The Labour leader insisted reintroducing the band - controversially scrapped by Gordon Brown - would make society fairer. He said the move could be funded by a new "mansion tax" on homes worth more than £2 million.
Tory backbenchers have been campaigning for the 10p rate to be brought back in next month's Budget, and taking questions in the House Mr Cameron appeared to hint he was open to the idea.
Speaking in Bedford - where Tory premier Harold Macmillan delivered his famous "You've never had it so good" line in 1957 - Mr Miliband said: "A One Nation Labour Budget next month would lay the foundations for a recovery made by the many, not just a few at the top.
"Let me tell you about one crucial choice we would make, which is different from this Government.
"We would tax houses worth over £2 million. And we would use the money to cut taxes for working people.
"We would put right a mistake made by Gordon Brown and the last Labour government.
"We would use the money raised by a mansion tax to reintroduce a lower 10p starting rate of tax, with the size of the band depending on the amount raised.
"This would benefit 25 million basic rate taxpayers - moving Labour on from the past and putting Labour where it should always have been - on the side of working people."
A Labour source said the mansion tax - long a favourite policy of Liberal Democrats - was expected to raise £2 billion a year. That would fund a 10p rate on up to £1,000 of taxable income.
Some 25 million basic rate payers would be up to £100 better off as a result, the source said.
The party is committed to the £10,000 personal allowance threshold due to be in place by 2010. It is not clear how much administering the new 10p band would cost.
Mr Miliband said the policy demonstrated Labour's "priority to do everything we can to make a difference to people's living standards".
He added: "When you play your part, when you make your contribution to the economy, you will be rewarded ... Britain's economic success will be built by the many, not just by a few at the top."
He insisted that as a "responsible opposition" the party would set out tax and spending commitments at the next general election.
"However this is a clear signal about the priority we attach to a fairer tax system and the living standards of working people.
"We would also be making different choices between the most powerful in our society and ordinary working people."
A No 10 spokesman said the speech was "a stunning admission of economic incompetence" from Mr Miliband and Mr Balls that their decision in government to scrap the 10p tax rate had hurt millions of working families.
"People will never trust Labour again," the spokesman said.
"The low-income working people who lost out the most from Labour's 10p tax hike now pay no tax at all thanks to this Government's record increases in the tax-free personal allowance.

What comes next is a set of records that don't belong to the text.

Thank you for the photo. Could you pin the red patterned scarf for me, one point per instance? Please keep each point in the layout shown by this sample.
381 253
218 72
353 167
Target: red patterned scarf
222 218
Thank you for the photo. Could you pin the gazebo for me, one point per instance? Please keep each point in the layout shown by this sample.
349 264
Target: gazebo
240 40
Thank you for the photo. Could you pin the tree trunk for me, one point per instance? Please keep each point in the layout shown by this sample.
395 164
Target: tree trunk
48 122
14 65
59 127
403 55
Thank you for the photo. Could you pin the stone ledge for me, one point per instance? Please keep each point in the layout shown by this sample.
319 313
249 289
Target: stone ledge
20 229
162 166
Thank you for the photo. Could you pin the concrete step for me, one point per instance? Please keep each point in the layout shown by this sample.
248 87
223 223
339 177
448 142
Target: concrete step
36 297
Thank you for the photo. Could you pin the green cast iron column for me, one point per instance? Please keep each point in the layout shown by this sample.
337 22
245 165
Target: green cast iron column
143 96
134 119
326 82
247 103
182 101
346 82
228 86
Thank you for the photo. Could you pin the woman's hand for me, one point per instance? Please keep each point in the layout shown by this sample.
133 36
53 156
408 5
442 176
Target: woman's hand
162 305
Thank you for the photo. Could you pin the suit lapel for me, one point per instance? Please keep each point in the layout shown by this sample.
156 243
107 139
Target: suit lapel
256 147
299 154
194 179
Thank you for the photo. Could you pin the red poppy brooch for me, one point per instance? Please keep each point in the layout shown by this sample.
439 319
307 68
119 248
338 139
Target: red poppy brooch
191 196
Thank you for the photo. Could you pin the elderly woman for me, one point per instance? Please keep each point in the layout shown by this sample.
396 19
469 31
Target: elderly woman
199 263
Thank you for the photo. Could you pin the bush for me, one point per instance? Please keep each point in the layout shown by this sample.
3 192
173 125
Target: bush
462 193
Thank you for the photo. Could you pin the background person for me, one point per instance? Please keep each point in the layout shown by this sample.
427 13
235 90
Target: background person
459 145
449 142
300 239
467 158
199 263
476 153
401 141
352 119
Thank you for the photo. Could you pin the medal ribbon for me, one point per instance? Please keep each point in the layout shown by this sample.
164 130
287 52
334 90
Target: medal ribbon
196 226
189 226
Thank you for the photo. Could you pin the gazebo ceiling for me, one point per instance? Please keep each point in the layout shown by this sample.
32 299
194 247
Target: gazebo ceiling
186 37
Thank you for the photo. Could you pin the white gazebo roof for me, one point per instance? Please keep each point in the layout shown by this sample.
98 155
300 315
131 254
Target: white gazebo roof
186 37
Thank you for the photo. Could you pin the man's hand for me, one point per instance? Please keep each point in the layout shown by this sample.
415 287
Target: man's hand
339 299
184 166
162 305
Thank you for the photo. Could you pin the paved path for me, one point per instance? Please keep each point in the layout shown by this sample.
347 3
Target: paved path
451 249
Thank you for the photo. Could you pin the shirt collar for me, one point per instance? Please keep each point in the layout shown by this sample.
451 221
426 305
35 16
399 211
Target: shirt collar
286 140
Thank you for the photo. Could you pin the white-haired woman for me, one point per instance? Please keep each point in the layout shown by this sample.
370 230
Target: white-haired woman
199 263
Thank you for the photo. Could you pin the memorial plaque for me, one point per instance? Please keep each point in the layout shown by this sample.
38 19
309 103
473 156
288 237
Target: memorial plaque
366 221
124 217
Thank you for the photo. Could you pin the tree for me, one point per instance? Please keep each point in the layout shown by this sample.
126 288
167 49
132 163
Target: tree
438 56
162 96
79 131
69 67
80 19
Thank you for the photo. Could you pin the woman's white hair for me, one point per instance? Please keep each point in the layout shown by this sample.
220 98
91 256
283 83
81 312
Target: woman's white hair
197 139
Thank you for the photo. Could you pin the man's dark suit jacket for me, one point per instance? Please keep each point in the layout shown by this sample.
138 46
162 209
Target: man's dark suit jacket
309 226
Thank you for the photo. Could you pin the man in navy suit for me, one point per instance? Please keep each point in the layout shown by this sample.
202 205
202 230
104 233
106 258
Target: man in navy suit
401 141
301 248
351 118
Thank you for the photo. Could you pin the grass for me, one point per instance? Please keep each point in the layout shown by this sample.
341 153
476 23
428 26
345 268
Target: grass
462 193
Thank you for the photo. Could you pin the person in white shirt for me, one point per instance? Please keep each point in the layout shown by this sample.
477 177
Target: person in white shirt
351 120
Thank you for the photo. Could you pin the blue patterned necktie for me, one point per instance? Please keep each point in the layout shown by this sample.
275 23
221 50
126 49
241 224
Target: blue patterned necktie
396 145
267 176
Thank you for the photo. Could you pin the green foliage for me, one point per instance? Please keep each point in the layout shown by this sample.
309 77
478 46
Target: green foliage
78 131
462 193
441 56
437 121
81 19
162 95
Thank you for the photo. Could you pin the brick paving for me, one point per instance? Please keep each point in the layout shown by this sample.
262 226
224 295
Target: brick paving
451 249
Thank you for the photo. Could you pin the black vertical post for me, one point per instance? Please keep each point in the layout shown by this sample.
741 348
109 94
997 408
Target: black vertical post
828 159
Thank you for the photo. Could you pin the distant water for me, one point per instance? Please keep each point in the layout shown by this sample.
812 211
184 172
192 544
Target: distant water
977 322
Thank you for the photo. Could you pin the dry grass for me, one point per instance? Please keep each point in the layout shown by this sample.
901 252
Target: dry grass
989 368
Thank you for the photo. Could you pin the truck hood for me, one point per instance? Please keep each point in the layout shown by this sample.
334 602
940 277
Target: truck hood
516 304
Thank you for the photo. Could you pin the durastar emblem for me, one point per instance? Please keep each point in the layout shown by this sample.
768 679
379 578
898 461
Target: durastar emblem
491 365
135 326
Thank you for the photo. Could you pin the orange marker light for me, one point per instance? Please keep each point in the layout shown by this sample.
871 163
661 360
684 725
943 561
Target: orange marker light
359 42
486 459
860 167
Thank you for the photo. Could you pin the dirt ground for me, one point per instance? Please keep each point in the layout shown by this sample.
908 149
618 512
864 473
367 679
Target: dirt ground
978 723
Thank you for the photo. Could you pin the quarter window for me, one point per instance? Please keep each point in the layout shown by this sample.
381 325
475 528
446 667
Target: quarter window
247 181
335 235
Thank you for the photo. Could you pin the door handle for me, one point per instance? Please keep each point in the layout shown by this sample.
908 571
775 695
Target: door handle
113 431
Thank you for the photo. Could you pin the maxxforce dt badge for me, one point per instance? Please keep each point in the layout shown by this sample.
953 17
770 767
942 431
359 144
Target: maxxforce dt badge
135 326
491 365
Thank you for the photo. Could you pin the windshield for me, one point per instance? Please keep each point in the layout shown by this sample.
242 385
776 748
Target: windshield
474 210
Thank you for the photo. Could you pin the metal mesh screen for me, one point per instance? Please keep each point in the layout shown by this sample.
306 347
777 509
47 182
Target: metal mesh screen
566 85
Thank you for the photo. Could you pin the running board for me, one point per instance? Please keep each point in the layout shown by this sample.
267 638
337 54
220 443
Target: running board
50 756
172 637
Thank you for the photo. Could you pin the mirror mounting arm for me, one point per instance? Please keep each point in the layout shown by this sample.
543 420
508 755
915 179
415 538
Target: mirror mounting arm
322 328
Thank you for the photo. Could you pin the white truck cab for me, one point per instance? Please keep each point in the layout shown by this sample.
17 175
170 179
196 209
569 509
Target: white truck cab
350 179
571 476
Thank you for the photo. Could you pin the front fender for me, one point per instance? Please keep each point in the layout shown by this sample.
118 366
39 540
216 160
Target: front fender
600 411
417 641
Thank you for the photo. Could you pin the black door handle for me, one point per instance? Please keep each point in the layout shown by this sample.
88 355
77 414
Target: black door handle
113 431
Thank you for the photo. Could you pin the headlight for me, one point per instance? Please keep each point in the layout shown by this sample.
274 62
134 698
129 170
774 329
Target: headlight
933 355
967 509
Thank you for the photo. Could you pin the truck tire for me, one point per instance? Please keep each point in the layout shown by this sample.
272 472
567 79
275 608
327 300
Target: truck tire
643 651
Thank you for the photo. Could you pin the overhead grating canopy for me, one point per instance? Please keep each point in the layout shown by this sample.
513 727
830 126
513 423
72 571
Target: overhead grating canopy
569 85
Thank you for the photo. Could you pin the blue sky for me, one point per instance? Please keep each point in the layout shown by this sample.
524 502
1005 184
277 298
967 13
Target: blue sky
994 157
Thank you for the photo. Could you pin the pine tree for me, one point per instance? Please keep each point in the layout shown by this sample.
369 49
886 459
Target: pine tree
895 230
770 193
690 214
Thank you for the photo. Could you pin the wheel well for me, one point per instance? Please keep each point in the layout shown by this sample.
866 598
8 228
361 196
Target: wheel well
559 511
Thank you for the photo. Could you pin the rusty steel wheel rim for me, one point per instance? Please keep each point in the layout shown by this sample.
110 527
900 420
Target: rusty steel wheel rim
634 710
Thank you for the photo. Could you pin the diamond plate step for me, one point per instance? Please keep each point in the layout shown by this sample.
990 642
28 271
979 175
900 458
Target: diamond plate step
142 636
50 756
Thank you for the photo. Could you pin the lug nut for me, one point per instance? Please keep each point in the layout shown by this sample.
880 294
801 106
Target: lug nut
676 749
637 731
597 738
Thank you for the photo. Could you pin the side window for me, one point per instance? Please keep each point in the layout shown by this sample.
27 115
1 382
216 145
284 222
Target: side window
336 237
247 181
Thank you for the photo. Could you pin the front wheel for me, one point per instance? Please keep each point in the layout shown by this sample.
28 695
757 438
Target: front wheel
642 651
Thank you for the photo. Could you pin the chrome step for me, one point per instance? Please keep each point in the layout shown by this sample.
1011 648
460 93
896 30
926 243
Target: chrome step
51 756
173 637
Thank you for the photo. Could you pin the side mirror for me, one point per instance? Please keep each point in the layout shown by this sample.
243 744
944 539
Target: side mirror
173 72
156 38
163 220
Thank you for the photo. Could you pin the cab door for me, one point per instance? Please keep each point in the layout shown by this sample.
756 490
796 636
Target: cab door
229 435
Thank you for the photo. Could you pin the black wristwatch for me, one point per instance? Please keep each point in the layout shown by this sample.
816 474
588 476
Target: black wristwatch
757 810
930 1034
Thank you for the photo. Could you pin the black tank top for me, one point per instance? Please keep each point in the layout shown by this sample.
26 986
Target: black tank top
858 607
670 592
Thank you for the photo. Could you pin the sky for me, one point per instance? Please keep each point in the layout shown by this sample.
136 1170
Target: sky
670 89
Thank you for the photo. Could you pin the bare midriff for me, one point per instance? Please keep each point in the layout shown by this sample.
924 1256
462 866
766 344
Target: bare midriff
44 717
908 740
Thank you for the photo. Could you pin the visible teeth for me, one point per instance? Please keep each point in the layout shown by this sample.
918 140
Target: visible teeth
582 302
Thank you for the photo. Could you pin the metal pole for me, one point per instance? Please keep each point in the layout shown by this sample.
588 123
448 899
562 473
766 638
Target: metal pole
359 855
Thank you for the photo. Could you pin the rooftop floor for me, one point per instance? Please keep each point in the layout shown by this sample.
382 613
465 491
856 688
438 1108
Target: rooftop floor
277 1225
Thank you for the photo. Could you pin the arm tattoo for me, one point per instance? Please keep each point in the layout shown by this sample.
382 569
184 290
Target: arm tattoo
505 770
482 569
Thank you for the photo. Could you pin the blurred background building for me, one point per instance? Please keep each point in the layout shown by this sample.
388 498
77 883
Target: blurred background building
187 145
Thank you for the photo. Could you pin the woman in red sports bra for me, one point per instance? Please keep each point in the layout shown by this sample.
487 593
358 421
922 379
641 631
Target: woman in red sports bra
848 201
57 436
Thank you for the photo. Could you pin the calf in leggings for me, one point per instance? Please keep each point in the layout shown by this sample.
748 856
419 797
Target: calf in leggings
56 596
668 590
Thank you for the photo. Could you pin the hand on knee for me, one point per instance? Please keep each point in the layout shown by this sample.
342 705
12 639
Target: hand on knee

Losers under Labour have become winners thanks to our tax changes.
"Now Labour's new homes tax would mean government snoopers in every home to revalue your house for council tax, meaning council tax rises for millions."
Mr Miliband's proposals won a warm welcome from unions.
TUC general secretary Frances O'Grady said: "Today's speech acknowledges just how tough it is out there for millions of ordinary people who have seen their living standards plummet. Fairer wages and taxes will play a crucial role in building a stronger economic future for the UK.
Unite general secretary Len McCluskey said: "The restoration of the 10p tax rate is an important and welcome step towards building a fairer and more equal society. We believe Ed can go even further by announcing an extra £1 on the minimum wage, as president Obama has called for across the Atlantic."
Labour's tax plan was dismissed by Prime Minister David Cameron.
"My prediction is that they won't have thought it through or costed it properly and we'll discover over the course of the day all sorts of problems and issues with a policy that looks like it's been cobbled together overnight," he said.
However Lib Dem Business Secretary Vince Cable - who has long championed the idea of a mansion tax - welcomed "Labour's change of heart".
"It is good that they have seen sense," he said.